Harvard has investigated work from the lab of a cancer researcher at Beth Israel Deaconess Medical Center that has been under scrutiny on PubPeer for more than five years.
Questions about the output of the lab, run by James W. Mier, began appearing on PubPeer in 2014, with comments about images that looked manipulated. The pseudonymous whistleblower Clare Francis sent Gretchen Brodnicki, Harvard Medical School’s dean for faculty and research integrity, an email about those comments on Sept. 27, 2014, and on July 24 of this year, Brodnicki asked Francis to resend that email.
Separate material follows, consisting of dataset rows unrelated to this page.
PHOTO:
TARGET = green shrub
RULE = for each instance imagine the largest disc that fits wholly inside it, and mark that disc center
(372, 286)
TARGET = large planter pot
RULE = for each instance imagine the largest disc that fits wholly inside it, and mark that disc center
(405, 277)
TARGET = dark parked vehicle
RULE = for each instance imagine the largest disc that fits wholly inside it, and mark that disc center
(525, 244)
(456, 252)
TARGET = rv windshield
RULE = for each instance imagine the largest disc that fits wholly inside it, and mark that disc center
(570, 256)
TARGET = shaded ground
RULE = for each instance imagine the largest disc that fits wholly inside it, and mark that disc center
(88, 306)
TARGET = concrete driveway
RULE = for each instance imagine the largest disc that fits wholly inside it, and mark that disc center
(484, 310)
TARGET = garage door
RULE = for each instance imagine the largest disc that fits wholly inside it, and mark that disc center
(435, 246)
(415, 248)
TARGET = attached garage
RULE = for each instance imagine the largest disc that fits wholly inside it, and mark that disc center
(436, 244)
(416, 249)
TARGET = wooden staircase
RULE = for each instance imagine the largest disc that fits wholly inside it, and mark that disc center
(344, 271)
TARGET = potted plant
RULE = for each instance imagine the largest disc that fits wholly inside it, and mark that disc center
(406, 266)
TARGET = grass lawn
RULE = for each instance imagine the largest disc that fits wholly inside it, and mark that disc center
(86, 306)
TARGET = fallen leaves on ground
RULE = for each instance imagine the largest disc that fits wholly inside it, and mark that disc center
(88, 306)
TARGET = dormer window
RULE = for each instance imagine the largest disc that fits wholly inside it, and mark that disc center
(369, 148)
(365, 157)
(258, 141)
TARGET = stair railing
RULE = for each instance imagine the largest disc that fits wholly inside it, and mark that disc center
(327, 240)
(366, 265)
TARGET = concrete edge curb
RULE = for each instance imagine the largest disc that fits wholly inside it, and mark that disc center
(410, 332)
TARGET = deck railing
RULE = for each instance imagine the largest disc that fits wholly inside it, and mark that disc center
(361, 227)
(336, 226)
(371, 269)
Also that month, the journal Clinical Cancer Research issued an expression of concern for a 2006 paper by Mier and colleagues, which stated:
The editors are publishing this note to alert readers to a concern about this article (1): Western blot similarities exist in Fig. 4A (C-Myc and Vinculin). The original gels are not available for review.
Earlier this month, Cancer Research retracted a paper from the lab for image manipulation. Per the notice for the article, titled “The Raf Inhibitor BAY 43-9006 (Sorafenib) Induces Caspase-Independent Apoptosis in Melanoma Cells:”
This article (1) has been retracted at the request of the authors. Following an institutional review by Harvard Medical School and the Beth Israel Deaconess Medical Center, the primary affiliation for several of the authors, it was determined that some of the Western blot data depicted in Figs. 1A, 2C, 3A, 4, and 6A contained images that had been inappropriately reused and/or mislabeled. Original data establishing the veracity of certain of the published images were not available. As a result of these findings and upon internal review, the editors agreed with this recommendation.
D.J. Panka, W. Wang, M.B. Atkins, and J.W. Mier concur with the decision to retract the article.
The paper has received 134 citations, according to Clarivate Analytics’ Web of Science.
Harvard did not respond directly to our questions about the outcome of the investigation and whether other papers were slated for retraction. Instead, it sent us the following statement:
We are fully committed to upholding the highest standards of ethics and to rigorously maintaining the integrity of our research. Any concerns brought to our attention are thoroughly reviewed in accordance with institutional policies and applicable regulations.
Mier, who has not responded to a request for comment, in 2013 received a $250,000 award from the American Association for Cancer Research for his work on kidney cancer. He has also been principal investigator or co-principal investigator on several NIH grants.